Mathematics - Additional (0606) | Functions

📚 Additional Mathematics (0606) Study Notes: Functions

👋 Hello and Welcome to the World of Functions!

Functions are one of the most foundational and important topics in Additional Mathematics. Don't worry if the notation looks scary at first; a function is just a special type of machine that takes an input, follows a rule, and spits out exactly one output.

Mastering this chapter is vital because functions appear everywhere—from sketching complex graphs to understanding calculus. Let's break down the essential concepts step-by-step!

1. Defining a Function: The Machine Analogy (Syllabus 1.1)

1.1 What Exactly is a Function?

A function, \(f\), is a rule that assigns every element in a starting set (the input) to exactly one element in an ending set (the output).

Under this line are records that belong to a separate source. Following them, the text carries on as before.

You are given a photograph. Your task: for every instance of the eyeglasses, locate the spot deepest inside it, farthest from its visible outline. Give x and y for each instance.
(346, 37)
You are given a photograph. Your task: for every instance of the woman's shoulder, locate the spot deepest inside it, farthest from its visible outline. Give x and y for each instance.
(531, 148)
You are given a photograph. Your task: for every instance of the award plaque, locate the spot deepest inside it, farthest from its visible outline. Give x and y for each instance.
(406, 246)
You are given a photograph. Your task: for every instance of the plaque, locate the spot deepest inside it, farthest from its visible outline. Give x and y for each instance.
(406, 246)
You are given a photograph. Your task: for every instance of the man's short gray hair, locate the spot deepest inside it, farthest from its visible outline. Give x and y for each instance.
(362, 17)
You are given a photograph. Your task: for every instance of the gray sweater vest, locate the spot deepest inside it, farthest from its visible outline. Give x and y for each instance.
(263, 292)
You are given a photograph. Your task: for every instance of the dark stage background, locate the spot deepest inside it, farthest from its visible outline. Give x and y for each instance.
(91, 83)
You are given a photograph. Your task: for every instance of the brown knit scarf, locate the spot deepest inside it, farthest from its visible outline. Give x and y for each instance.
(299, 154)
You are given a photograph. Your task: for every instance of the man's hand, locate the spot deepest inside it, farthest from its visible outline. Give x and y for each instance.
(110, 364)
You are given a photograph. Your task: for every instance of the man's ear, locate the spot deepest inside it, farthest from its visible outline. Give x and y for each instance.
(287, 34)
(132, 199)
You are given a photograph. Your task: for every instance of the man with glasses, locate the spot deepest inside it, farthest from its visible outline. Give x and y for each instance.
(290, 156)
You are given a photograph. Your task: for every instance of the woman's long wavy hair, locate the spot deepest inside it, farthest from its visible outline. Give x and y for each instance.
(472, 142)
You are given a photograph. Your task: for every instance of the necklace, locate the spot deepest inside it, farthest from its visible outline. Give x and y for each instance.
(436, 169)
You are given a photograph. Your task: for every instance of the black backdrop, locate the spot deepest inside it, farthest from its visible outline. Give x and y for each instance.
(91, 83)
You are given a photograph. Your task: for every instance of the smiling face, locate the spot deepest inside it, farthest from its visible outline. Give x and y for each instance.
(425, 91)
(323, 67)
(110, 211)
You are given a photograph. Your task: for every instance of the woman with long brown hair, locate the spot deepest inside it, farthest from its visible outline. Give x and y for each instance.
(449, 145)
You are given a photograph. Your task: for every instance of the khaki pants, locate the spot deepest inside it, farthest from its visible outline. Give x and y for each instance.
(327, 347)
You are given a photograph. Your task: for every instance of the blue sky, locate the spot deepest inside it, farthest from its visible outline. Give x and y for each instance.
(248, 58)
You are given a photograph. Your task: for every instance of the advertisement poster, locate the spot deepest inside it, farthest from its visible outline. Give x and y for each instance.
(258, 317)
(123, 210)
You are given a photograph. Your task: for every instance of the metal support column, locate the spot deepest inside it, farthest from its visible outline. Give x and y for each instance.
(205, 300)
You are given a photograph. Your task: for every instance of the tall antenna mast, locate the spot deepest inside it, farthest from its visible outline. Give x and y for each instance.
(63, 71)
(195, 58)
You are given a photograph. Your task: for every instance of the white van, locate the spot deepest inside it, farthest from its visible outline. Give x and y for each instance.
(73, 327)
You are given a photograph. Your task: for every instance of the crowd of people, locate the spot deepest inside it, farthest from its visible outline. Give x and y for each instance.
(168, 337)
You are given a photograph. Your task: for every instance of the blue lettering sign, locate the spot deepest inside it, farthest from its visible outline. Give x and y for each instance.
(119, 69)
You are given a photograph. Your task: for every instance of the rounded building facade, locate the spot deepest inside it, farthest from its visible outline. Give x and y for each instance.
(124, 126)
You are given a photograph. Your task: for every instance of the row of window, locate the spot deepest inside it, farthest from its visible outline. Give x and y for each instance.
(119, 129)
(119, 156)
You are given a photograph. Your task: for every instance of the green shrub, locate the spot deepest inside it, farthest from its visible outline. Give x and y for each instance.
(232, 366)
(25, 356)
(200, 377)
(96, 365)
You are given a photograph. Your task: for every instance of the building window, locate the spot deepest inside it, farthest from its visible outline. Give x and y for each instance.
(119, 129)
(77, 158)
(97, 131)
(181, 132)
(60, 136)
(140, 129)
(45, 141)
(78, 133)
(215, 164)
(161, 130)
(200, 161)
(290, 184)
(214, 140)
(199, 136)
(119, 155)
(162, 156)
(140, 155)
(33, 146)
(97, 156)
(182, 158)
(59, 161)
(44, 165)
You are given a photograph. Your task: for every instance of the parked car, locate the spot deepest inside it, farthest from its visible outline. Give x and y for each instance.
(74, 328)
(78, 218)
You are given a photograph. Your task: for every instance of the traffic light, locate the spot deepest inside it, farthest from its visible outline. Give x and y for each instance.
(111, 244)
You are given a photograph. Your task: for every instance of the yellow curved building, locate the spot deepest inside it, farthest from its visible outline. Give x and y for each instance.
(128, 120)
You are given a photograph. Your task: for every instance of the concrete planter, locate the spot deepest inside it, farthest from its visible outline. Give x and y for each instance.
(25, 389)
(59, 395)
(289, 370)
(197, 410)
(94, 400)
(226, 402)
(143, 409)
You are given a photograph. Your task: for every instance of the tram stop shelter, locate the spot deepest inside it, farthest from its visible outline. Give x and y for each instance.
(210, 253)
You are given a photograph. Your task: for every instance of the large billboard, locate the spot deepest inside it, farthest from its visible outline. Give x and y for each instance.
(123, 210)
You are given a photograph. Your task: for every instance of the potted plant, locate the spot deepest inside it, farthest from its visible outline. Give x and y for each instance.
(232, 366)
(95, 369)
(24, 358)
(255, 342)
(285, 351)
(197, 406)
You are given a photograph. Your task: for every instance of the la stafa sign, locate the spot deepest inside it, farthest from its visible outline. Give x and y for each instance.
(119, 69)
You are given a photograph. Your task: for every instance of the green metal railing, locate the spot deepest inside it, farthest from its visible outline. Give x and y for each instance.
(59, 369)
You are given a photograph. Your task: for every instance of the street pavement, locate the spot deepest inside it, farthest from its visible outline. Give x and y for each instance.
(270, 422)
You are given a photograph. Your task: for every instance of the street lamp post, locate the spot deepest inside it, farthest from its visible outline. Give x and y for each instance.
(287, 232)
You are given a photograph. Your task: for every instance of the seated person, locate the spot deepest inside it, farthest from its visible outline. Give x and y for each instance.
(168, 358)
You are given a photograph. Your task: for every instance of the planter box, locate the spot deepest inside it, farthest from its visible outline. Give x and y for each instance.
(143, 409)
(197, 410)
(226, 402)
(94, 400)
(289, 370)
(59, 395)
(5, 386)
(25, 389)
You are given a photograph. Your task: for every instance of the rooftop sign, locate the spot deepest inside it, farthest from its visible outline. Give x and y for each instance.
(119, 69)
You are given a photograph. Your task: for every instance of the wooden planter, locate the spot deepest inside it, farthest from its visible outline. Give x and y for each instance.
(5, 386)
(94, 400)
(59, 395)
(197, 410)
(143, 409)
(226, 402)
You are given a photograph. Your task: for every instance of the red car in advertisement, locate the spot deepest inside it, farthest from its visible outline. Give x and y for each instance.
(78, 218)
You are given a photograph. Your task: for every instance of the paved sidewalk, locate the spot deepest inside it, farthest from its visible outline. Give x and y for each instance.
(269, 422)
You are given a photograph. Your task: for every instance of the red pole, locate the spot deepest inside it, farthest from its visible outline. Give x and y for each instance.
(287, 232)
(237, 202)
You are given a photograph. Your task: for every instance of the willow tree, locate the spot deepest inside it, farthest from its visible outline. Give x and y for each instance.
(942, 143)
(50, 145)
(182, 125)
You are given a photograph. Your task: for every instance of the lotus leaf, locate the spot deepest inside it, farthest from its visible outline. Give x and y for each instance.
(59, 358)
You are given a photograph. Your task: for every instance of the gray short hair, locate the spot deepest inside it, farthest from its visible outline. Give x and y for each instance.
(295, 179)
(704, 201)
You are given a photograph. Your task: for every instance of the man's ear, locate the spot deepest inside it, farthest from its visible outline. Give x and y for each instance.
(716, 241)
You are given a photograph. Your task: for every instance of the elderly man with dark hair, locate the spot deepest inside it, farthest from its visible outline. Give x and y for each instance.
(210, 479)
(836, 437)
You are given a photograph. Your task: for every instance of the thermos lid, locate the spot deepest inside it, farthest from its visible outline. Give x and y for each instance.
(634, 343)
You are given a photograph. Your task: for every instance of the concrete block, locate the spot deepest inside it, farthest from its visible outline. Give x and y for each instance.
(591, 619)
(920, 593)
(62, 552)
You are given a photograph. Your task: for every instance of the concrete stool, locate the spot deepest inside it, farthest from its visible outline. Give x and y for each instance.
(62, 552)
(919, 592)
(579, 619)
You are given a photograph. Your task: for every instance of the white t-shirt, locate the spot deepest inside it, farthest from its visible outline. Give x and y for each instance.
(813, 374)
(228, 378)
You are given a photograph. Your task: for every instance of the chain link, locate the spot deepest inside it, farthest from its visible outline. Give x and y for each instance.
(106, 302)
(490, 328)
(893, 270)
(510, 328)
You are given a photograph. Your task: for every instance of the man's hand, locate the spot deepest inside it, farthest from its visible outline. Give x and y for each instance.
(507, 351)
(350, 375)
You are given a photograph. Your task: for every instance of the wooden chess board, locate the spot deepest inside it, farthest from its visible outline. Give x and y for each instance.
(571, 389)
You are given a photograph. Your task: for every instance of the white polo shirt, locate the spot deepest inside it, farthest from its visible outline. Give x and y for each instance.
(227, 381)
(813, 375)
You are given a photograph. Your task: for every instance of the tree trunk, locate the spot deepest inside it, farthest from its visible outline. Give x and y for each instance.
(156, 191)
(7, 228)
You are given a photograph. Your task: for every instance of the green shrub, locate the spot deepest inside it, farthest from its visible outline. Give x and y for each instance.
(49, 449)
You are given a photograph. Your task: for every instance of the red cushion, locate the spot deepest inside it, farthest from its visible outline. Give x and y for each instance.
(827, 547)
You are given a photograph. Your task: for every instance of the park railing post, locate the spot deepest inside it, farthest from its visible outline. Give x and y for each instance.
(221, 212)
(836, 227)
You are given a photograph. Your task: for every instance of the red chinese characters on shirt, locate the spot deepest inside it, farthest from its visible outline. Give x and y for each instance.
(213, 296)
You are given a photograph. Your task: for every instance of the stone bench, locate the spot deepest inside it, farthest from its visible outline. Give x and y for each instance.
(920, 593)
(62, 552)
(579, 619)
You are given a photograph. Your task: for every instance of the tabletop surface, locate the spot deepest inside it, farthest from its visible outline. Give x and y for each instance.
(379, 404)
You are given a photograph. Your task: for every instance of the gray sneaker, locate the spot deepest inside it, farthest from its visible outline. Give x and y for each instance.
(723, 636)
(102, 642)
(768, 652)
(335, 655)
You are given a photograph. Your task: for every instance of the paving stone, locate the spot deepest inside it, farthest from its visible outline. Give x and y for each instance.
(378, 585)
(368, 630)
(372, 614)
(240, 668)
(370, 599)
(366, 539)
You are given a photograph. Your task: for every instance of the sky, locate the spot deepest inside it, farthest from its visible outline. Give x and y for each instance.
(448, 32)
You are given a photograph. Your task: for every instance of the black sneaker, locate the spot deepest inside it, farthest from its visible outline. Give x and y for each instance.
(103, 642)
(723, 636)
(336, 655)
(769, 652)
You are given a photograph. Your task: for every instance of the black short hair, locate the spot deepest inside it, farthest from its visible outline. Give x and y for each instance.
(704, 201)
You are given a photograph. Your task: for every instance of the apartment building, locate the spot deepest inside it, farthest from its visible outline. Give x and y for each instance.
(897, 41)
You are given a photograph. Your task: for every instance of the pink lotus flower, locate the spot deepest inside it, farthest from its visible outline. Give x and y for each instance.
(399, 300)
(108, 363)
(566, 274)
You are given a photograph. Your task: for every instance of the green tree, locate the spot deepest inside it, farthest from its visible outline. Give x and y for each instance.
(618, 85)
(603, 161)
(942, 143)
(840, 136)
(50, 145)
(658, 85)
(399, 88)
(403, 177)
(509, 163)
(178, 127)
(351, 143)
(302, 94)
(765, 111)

The standard notation used is:

• Function Notation: \(f(x) = 3x + 2\). This means "the function of x is 3x plus 2."
• Mapping Notation: \(f: x \to 3x + 2\). This reads "the function f maps x onto 3x plus 2."

1.2 Key Terminology: Domain and Range (Syllabus 1.1, 1.2)

When dealing with functions, we need to define which numbers are allowed to go in and which numbers come out.

1. Domain (The Input Set)

• The Domain is the complete set of all possible input values (\(x\)) for which the function is defined.
• Analogy: These are the ingredients you are allowed to put into the machine.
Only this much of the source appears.